For the May/June edition of its magazine, Pitture e Vernici – European Coatings interviewed José Mosquera (IFF), MCEC Chairman, on the European Commission’s OSOA (One Substance, One Assessment) principle and what it means for Microbial Control.

The concept of OSOA was developed in the context of the Chemicals Strategy for Sustainability to streamline and harmonise the current legal framework and seek further alignment between the European institutions. Currently, risk assessment and risk management of the same chemical is carried out at different times for different uses by different bodies, under different legislation, often using different data and potentially leading to seemingly different outcomes. The Commission’s OSOA principle, when implemented, is intended to prevent such overlaps.
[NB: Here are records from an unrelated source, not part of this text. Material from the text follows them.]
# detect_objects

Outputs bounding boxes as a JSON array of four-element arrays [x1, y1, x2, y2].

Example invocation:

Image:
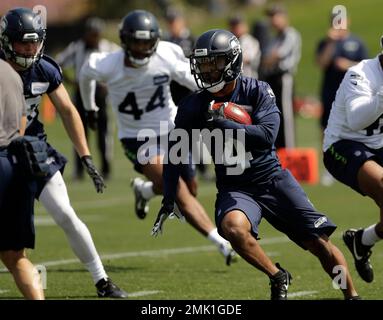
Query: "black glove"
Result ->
[[86, 111, 98, 131], [151, 199, 184, 237], [9, 135, 49, 178], [81, 155, 106, 193]]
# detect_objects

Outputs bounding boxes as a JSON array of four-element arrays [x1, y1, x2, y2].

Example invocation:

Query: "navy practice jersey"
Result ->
[[163, 76, 282, 202], [0, 53, 63, 139]]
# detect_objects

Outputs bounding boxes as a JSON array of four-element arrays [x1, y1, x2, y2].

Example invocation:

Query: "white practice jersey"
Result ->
[[324, 56, 383, 151], [79, 41, 198, 139]]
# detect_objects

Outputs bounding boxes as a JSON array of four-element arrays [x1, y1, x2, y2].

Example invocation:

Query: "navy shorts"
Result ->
[[0, 150, 37, 250], [120, 136, 196, 182], [323, 140, 383, 195], [215, 169, 337, 249], [35, 142, 67, 197]]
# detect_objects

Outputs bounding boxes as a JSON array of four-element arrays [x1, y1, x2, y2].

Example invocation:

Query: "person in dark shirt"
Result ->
[[316, 14, 368, 186], [316, 15, 368, 130], [155, 29, 360, 300]]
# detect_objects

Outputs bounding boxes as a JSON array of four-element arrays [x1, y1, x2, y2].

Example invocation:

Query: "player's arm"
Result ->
[[214, 82, 280, 149], [344, 71, 383, 131], [48, 84, 105, 192], [151, 135, 183, 236], [20, 116, 27, 136], [79, 53, 105, 129], [49, 83, 90, 157], [169, 43, 198, 91], [152, 107, 192, 236], [214, 111, 280, 149]]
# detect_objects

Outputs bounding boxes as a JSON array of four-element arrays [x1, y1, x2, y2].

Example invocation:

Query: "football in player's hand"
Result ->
[[211, 102, 252, 125]]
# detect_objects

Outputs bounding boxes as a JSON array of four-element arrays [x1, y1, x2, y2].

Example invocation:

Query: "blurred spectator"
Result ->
[[251, 18, 271, 79], [252, 19, 271, 56], [56, 17, 119, 180], [316, 14, 368, 186], [163, 8, 195, 104], [316, 15, 368, 131], [262, 4, 301, 148], [164, 8, 195, 58], [229, 15, 261, 79]]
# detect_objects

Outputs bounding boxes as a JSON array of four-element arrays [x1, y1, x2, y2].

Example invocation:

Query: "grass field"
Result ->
[[1, 0, 382, 301], [0, 115, 381, 300]]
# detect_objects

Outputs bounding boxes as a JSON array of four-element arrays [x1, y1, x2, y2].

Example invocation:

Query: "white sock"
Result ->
[[207, 228, 228, 247], [361, 224, 382, 246], [40, 172, 108, 284], [139, 181, 155, 200], [84, 258, 108, 284]]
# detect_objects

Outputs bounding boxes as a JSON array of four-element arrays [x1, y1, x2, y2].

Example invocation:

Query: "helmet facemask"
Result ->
[[191, 49, 241, 93], [119, 10, 161, 68], [2, 31, 45, 70], [120, 25, 160, 68], [124, 36, 159, 67]]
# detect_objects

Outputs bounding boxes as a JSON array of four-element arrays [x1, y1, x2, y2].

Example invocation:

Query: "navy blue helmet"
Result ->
[[119, 10, 161, 67], [0, 7, 46, 69], [190, 29, 242, 93]]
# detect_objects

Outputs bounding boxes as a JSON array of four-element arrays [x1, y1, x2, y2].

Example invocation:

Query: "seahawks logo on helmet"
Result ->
[[0, 17, 7, 35]]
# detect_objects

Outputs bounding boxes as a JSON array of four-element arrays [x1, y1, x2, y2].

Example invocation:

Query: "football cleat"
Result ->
[[343, 229, 374, 283], [96, 278, 128, 298], [219, 242, 237, 266], [131, 177, 149, 219], [269, 263, 292, 300], [346, 295, 362, 300]]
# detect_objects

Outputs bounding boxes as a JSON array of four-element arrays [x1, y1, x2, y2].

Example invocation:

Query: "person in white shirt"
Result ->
[[262, 4, 301, 149], [323, 39, 383, 284], [79, 10, 236, 265], [56, 17, 120, 181]]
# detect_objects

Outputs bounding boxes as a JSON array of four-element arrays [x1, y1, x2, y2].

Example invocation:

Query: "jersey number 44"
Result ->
[[118, 85, 165, 120]]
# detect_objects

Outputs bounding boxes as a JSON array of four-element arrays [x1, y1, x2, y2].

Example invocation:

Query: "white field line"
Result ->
[[35, 215, 104, 226], [35, 183, 217, 213], [128, 290, 162, 298], [34, 197, 129, 214], [0, 239, 281, 272], [288, 290, 318, 298], [0, 288, 159, 297]]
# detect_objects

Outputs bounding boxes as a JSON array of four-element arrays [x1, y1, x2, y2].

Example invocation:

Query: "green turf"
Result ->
[[0, 115, 381, 300]]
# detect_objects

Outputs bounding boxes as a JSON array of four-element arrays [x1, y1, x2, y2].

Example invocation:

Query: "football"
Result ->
[[211, 102, 252, 125]]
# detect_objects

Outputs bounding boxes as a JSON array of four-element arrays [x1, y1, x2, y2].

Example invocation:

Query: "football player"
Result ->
[[79, 10, 235, 264], [0, 59, 43, 299], [157, 29, 360, 300], [0, 7, 127, 298], [323, 37, 383, 284]]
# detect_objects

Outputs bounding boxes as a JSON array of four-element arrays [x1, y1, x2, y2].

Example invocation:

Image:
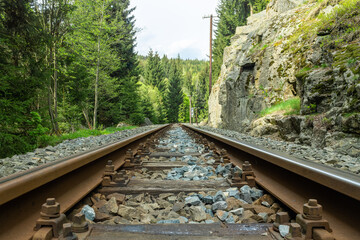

The institutions are aware of existing overlaps in the risk assessment of chemicals, including active ingredients used in microbial control applications. These substances are sometimes regulated by multiple pieces of legislation and assessed by several institutions, for their different uses: the Biocidal Products Regulation (BPR) under ECHA, and the Plant Protection Products Regulation (PPPR) under EFSA, just to name a few.

MCEC is in full support of the proposed harmonisation: “For MCEC, it is crucial for the regulators to ensure consistency between different pieces of legislation, in order to advance innovations”, José Mosquera explained.

The sector group continues to monitor changes in EU legislation. José Mosquera highlighted that “Our [Microbial Control] sector understands the importance of transitioning towards more sustainable products and processes and has been making investments in this regard”.

The current regulatory system is not keeping the pace with innovation, and this is proving a barrier to the introduction of green chemistry-based preservatives. If coherence across the different instruments of chemicals management can be improved in the manner imagined by OSOA, this would be a significant step towards the creation of a regulatory system that successfully enables the introduction of green alternatives.